От огромного напряжения у него задрожали руки и ноги, а в голове творился настоящий ералаш. "Если я кому-нибудь расскажу об этом, меня сочтут лжецом, – подумал Тимко. – Лучше промолчу… Но мне кажется, что эта громадина не совсем бык. Как он на меня смотрел! Бр-р!.. – он вздрогнул. – Ей-ей, взгляд, как у человека. Да-а, дела… Вот и не верь в старинные сказания, что у животных есть душа и даже особый язык, непонятный людям".
Немного успокоившись, Тимко покинул колючие заросли, смирившись с мыслью, что день пропал зря. Но иногда удача сама ищет тех, кого хочет облагодетельствовать. Едва Тимко вошел в небольшую рощицу, как ему попался годовалый бычок. Новоиспеченный буканьер не промахнулся – пуля попала точно в сердце животного. Тимко обрадовался: мясо молодого быка ценилось очень высоко, даже выше нежного мяса телок.
Разделка туши не заняла много времени. Сняв кожу, Тимко начал резать мясо на тонкие длинные полоски, начиная с головы. Когда сложил лучшие куски на подстилку из свежесрезанных веток, он почувствовал, что здорово проголодался. Тимко разжег костер, дождался, пока в нем останутся одни уголья, и опустил в кострище кости быка. Спустя полчаса обед был готов. Все это время он следил, чтобы кости не загорелись, и сбрызгивал их водой из фляги-тыквы.
Тимко приготовил любимое лакомство буканьеров – запеченный костный мозг. Некоторые охотники, тот же Гуго, ели его на завтрак, чаще всего сырым, но Тимку казалось, что это чересчур, да и зачем, когда недолго развести костер, а сухих дров вокруг – сколько хочешь. Раздробив кости с помощью камней и насытившись, он с удовольствием закурил; уж чего-чего, а табака здесь хватало. Он рос прямо под ногами. Обычно буканьеры на охоте не курили: звери чуяли запах дыма на большом расстоянии и убегали, забивались поглубже в лесные дебри. Но Тимко свое дело сделал, поэтому мог курить безбоязненно.

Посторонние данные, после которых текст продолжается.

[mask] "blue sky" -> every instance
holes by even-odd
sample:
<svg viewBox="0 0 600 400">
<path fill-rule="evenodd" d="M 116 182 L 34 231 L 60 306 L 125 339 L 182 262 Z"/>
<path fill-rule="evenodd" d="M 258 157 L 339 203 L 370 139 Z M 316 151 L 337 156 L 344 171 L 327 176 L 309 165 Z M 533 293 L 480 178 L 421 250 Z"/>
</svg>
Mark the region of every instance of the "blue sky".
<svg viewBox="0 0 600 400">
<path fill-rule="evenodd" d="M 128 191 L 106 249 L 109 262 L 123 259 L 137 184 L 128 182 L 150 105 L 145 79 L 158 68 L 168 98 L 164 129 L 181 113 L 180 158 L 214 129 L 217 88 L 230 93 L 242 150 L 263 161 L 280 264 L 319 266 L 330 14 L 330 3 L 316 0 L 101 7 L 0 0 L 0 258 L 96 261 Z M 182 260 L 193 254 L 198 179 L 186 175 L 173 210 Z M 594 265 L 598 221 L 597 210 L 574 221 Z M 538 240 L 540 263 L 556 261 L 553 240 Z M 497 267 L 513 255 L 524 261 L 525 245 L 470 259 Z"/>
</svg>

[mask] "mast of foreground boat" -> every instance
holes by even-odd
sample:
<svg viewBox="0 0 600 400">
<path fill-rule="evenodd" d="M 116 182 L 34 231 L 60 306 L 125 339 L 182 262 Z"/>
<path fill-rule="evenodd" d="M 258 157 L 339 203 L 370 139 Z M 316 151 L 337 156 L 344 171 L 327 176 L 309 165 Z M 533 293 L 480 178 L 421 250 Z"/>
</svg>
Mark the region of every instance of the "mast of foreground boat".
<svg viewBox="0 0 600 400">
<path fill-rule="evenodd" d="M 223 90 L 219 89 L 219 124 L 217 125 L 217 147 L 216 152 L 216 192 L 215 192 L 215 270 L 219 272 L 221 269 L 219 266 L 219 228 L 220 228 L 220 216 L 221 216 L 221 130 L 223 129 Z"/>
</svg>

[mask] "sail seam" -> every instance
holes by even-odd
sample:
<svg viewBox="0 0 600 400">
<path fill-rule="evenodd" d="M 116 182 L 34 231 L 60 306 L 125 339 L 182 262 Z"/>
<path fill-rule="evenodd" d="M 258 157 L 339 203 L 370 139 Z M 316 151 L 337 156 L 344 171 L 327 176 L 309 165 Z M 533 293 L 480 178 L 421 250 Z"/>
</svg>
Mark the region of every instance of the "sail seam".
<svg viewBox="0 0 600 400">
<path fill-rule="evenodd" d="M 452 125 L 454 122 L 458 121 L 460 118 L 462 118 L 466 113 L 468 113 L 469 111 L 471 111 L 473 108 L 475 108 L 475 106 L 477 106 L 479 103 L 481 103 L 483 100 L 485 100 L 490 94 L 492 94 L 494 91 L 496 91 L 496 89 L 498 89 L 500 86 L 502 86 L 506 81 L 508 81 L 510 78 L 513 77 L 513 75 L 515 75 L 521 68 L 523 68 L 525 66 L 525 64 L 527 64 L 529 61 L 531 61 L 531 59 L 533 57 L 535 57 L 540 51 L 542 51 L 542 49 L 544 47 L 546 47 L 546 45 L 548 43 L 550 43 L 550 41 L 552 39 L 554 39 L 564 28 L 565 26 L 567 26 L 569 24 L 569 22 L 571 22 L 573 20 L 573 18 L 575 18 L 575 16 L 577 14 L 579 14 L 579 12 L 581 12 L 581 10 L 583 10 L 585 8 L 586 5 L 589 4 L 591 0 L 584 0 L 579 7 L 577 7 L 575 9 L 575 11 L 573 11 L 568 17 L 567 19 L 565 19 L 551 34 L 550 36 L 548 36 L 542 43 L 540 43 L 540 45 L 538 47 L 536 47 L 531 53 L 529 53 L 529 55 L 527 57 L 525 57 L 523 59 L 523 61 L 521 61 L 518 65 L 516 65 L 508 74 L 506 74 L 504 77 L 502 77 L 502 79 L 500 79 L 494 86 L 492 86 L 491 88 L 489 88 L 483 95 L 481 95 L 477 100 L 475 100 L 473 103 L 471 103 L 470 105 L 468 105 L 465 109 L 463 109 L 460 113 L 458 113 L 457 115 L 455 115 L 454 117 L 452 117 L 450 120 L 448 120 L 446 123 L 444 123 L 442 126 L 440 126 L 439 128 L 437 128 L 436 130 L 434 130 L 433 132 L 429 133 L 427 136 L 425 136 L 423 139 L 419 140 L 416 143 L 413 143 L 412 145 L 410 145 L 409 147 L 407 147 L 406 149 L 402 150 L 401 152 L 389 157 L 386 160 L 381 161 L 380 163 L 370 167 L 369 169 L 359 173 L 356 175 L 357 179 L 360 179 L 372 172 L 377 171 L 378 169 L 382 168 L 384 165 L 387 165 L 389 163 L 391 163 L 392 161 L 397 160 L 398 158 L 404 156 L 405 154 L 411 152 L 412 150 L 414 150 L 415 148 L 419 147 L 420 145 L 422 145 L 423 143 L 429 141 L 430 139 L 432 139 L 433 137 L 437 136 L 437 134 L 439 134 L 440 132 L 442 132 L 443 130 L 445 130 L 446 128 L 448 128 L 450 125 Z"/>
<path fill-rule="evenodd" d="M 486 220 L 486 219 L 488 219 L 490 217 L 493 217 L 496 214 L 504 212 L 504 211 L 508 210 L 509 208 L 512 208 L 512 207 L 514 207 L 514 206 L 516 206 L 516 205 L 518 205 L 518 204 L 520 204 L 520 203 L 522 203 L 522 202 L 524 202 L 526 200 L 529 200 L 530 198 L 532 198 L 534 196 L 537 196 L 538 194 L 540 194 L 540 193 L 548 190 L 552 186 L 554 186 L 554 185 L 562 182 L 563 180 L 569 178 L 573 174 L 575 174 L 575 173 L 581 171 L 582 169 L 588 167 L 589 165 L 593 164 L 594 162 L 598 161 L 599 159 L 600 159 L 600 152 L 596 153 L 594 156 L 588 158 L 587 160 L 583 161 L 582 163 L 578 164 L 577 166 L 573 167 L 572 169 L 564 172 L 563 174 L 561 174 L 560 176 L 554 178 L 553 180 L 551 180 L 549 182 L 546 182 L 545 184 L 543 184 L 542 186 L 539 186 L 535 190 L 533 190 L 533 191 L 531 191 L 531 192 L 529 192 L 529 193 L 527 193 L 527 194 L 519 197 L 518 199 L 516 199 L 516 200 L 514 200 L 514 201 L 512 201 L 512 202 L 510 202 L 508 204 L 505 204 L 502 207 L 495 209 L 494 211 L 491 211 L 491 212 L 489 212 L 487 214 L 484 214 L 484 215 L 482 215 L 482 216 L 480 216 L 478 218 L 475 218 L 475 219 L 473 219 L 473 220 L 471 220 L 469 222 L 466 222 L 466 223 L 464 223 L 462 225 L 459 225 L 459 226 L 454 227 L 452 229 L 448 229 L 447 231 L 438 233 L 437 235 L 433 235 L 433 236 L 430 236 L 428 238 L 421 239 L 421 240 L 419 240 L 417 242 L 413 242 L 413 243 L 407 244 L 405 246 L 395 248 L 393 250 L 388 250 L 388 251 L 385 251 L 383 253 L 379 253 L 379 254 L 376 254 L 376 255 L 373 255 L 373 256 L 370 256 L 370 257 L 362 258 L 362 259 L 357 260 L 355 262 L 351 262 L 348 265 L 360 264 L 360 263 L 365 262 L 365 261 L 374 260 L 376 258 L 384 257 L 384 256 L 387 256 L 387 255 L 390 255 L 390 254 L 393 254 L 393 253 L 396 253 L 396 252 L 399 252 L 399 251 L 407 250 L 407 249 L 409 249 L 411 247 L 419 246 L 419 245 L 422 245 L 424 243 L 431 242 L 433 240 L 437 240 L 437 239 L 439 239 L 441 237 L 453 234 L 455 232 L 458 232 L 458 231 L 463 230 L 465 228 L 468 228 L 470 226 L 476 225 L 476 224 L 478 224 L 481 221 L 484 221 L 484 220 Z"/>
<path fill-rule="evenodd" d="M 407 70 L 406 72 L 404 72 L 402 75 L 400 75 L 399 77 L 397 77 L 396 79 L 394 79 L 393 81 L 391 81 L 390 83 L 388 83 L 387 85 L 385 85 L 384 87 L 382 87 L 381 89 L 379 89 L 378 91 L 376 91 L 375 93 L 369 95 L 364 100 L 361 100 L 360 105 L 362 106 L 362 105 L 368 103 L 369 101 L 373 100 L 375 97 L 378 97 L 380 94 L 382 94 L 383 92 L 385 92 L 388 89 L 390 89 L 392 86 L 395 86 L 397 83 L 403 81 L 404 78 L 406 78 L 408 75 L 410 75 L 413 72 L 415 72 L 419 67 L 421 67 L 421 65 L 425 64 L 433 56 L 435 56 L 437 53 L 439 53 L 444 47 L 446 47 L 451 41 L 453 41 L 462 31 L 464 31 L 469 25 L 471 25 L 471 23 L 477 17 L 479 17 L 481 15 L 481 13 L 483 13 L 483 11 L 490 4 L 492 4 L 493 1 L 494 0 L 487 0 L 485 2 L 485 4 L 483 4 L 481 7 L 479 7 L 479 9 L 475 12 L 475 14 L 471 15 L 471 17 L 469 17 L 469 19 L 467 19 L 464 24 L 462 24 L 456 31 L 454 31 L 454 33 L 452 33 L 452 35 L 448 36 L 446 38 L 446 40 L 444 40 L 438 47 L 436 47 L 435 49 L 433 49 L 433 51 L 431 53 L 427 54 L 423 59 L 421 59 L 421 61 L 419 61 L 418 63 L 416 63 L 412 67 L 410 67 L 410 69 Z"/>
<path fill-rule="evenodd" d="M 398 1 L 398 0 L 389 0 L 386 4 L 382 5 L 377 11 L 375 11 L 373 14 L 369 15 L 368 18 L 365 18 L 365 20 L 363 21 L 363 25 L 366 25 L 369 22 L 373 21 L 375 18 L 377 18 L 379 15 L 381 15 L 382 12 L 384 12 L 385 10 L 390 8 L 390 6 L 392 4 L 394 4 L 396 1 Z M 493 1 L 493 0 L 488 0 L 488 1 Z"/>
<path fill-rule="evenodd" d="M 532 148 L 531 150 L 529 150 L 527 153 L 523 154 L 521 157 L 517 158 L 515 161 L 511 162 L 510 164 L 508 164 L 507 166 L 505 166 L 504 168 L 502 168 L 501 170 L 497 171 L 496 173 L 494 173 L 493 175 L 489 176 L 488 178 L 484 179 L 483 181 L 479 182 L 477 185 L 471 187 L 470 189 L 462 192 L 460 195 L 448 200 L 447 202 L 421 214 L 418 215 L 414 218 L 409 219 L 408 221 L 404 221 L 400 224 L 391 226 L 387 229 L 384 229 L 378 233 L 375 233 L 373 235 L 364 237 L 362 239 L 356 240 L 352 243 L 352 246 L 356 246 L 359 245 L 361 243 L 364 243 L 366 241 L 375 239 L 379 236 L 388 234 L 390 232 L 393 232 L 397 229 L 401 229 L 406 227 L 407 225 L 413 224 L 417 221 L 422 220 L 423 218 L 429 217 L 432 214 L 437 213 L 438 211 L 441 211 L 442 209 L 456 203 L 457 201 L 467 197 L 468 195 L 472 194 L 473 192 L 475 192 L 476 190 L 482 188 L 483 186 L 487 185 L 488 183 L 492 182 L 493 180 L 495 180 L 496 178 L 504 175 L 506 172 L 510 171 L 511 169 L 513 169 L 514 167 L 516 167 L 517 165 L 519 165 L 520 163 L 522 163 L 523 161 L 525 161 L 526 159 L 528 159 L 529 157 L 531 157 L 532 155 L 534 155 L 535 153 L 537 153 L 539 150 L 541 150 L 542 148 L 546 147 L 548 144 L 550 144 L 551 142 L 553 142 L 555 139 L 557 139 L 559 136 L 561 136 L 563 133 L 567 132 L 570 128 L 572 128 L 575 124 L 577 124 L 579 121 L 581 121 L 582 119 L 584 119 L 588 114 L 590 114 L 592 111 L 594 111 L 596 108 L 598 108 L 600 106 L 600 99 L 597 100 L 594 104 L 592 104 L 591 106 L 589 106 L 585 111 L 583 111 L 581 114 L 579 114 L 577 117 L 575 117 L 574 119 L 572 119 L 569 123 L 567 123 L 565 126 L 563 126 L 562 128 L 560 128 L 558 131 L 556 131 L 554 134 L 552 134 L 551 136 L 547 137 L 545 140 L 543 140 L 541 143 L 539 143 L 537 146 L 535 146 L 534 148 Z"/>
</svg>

Табак у него был особенный. Тимко готовил его по старинному рецепту, как это делали отец и дед. К сожалению, здесь он нашел не все нужные травы, которые росли на Украине, и пришлось заменить их на местные; тем не менее табак получился знатным. Даже Гуго, привыкший к горлодеру без всяких приятных добавок, стал наполнять свой кисет смесью Тимка. Конечно же делал он это без спросу – какие могут быть счеты с компаньоном? – но по довольному виду угрюмого молчуна было понятно, что курево пришлось ему по душе.
Перекурив, Тимко начал собираться в обратный путь. Он соорудил волокушу, потому что унести на плечах все мясо не представлялось возможным – бычок был молодым, но упитанным. Волокуша представляла собой две толстые жерди и поперечину; Тимко связал их лианами таким образом, что получился вытянутый треугольник; на том конце, где жерди скрепляла поперечина, он сплел из гибких прутьев площадку. Уложив на нее мясо и прикрыв его травой, чтобы мухи не садились, он впрягся в эту импровизированную телегу без колес и потащил ее по едва приметной тропке, которую сам же и протоптал за те два года, что жил и охотился на Эспаньоле.
Возвратившись к своему шалашу, Тимко начал готовить букан. Дело это было непростое, у каждого буканьера имелись свои секретные рецепты засолки, копчения и вяления мяса, которыми они делились с другими не очень охотно, даже Гуго, хотя относился он к Тимку по-дружески. Но бывший запорожец тоже был не лыком шит; казаки умели коптить мясо не хуже буканьеров.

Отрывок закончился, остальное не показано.